Here, defendants, as drafters of the policy, should have used clear, explicit language to exclude coverage for equitable relief if they so intended. The relevant insurance policies here do not include a definition of damages. Absent any exclusionary language in the policies, the term “damages” should be given its plain meaning rather than the technical definition proposed by the defendants.
Thus, I conclude that the Colorado Supreme Court would adhere to the plain meaning of the term “damages” and include CERCLA response costs within that definition. Accordingly, the defendants’ cross motions for summary judgment on this issue will be denied.
C.
Was the plaintiff’s notice unreasonably late?
Hartford and Fireman also contend that the plaintiff failed to provide prompt and adequate notice as required by their policies, and therefore Metro’s claims should be barred.
Plaintiffs contend that the notice provided to the defendants was adequate. I find and conclude that, under the terms of the relevant policies, genuine issues of material fact exist as to this assertion. Accordingly, Hartford’s and Fireman’s cross-motions for summary judgment will be denied as to this issue.
D.
Was there an “occurrence?”
Defendants motions for summary judgment assert that there is no coverage under the CGL policies because there was no “occurrence” to trigger coverage.
Under the terms of the CGL policies, the issue is whether the damages caused by Metro’s actions were “expected or intended.”
See Hecla,
811 P.2d at 1088 n. 7. Thus, Metro’s damages would not be covered if it knew that they would flow directly and immediately from Metro’s intentional acts.
Id.
at 1088.
The parties have presented voluminous contradictory evidence regarding whether Metro knew damages would flow directly and immediately from its intentional acts. Ac
cordingly, genuine issues of material fact exist on whether there was an “occurrence” that triggered coverage under the relevant policies, and the defendants’ summary judgment motions based on this argument must be denied.
E.
Does the “pollution exclusion” clause apply?

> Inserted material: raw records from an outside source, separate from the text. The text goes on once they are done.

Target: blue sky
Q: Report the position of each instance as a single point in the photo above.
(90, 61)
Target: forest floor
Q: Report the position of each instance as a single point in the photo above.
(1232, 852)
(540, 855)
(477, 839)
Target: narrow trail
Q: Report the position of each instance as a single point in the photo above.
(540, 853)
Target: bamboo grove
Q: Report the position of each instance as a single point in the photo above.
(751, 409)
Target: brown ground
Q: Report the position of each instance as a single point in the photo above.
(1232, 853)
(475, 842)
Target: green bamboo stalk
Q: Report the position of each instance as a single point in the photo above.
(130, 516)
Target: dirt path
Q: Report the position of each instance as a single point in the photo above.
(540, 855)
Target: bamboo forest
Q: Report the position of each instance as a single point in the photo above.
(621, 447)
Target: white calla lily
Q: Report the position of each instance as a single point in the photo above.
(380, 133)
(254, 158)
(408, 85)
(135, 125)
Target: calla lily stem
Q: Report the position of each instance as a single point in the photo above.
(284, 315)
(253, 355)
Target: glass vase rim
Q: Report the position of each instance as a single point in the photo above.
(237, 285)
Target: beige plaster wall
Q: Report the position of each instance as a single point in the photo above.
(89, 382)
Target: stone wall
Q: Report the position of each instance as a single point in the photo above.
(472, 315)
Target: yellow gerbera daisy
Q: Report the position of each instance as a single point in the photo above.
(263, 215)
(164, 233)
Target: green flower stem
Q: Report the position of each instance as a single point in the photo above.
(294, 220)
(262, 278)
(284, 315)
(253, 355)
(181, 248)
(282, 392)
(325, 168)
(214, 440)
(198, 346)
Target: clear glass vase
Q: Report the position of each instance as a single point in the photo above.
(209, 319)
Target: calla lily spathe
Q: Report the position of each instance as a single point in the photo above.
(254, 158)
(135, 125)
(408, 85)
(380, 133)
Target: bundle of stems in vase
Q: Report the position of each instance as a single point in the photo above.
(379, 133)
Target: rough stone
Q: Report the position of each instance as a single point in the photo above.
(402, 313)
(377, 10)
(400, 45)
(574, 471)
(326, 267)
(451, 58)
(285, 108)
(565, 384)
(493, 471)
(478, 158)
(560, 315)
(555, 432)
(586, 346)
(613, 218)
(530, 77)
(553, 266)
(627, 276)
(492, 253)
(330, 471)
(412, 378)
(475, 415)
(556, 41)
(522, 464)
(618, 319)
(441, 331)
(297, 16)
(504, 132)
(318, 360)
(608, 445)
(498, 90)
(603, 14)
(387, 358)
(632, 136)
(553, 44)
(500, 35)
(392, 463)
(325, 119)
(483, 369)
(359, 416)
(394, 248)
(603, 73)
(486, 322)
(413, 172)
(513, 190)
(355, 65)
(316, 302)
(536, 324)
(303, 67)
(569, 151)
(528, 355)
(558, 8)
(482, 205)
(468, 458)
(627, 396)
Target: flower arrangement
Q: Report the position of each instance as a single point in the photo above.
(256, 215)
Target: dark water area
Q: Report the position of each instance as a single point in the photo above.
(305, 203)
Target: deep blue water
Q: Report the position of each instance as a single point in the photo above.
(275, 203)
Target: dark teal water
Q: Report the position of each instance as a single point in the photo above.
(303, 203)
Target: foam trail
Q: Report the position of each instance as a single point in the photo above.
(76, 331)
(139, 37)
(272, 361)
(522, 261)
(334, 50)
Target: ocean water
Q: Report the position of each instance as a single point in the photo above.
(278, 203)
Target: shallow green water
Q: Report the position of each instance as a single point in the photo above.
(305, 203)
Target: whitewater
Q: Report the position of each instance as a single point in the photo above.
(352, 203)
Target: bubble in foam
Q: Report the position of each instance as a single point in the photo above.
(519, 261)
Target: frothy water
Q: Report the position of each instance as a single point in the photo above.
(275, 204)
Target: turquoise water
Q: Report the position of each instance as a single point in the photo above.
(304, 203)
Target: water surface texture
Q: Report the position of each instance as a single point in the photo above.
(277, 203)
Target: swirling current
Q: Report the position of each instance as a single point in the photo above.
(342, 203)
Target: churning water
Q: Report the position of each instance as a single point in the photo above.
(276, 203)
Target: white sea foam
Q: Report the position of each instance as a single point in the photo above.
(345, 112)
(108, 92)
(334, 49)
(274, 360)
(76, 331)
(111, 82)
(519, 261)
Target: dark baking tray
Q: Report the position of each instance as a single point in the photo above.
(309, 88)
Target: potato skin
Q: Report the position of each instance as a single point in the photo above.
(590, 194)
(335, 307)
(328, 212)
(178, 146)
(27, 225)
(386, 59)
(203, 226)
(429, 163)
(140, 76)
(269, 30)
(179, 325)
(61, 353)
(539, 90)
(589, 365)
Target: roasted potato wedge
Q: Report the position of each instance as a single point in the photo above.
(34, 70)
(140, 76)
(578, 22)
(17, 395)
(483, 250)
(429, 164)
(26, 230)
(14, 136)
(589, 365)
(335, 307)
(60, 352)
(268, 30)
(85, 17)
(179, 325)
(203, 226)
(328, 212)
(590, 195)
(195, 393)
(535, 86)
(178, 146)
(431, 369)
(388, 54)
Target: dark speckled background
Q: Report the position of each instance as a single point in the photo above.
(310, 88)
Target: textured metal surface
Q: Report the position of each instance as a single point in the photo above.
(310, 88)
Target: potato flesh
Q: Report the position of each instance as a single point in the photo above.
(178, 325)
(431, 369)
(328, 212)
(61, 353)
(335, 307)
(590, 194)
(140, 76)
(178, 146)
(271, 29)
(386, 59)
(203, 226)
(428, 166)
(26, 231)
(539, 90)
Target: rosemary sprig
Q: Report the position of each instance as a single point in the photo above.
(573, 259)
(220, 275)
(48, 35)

Defendants’ motions for summary judgment also contend that the pollution exclusion clauses in their policies preclude coverage. Those clauses exclude coverage for the discharge of “waste materials or other irritants, contaminants or pollutants” unless that discharge is “sudden or accidental.” The Colorado Supreme Court has held that “sudden or accidental” is ambiguous and has interpreted that term to mean that the discharge was unexpected and unintended.
Hecla,
811 P.2d at 1088 n. 7, 1092.
Plaintiff does not contend that the discharge at issue here was “sudden or accidental.” Rather, the plaintiff maintains that the sewage sludge it placed at the Lowry site is not “waste materials or other irritants, contaminants or pollutants.” While this argument may not be overpowering, the plaintiff has supplied evidence establishing a genuine issue of material fact regarding whether the sewage sludge falls within the plain meaning of “waste materials or other irritants, contaminants or pollutants” because it was applied for a beneficial use. Accordingly, the defendants’ motions for summary judgment on this ground must be denied.
Accordingly, IT IS ORDERED that:
(1) Plaintiffs motion for summary judgment and supplemental motion for partial summary judgment is denied;
(2) Defendants’ cross motions for summary judgment are granted in part and denied in part;
(3) Judgment shall enter on behalf of the defendants and against the plaintiff on the plaintiffs claims that, at this time, the defendant owes the plaintiff a duty to defend;
(4) Defendants’ motions for summary judgment on the occurrence and pollution exclusion issues are denied;
(5) Plaintiffs motion for certification of questions of state law to the Colorado Supreme Court and stay pending determination, as well as the defendants’ joint motion for reference of the pending summary judgment motions to the magistrate judge are denied; and
(6) The parties and their counsel are ordered to meet and confer as soon as possible in a good faith attempt to settle the case without further litigation, expense or delay. The parties shall report to this court in writing within five days of this order stating the results of their settlement negotiations and whether an additional conference before a Magistrate Judge or some other alternative dispute resolution proceeding would facilitate settlement.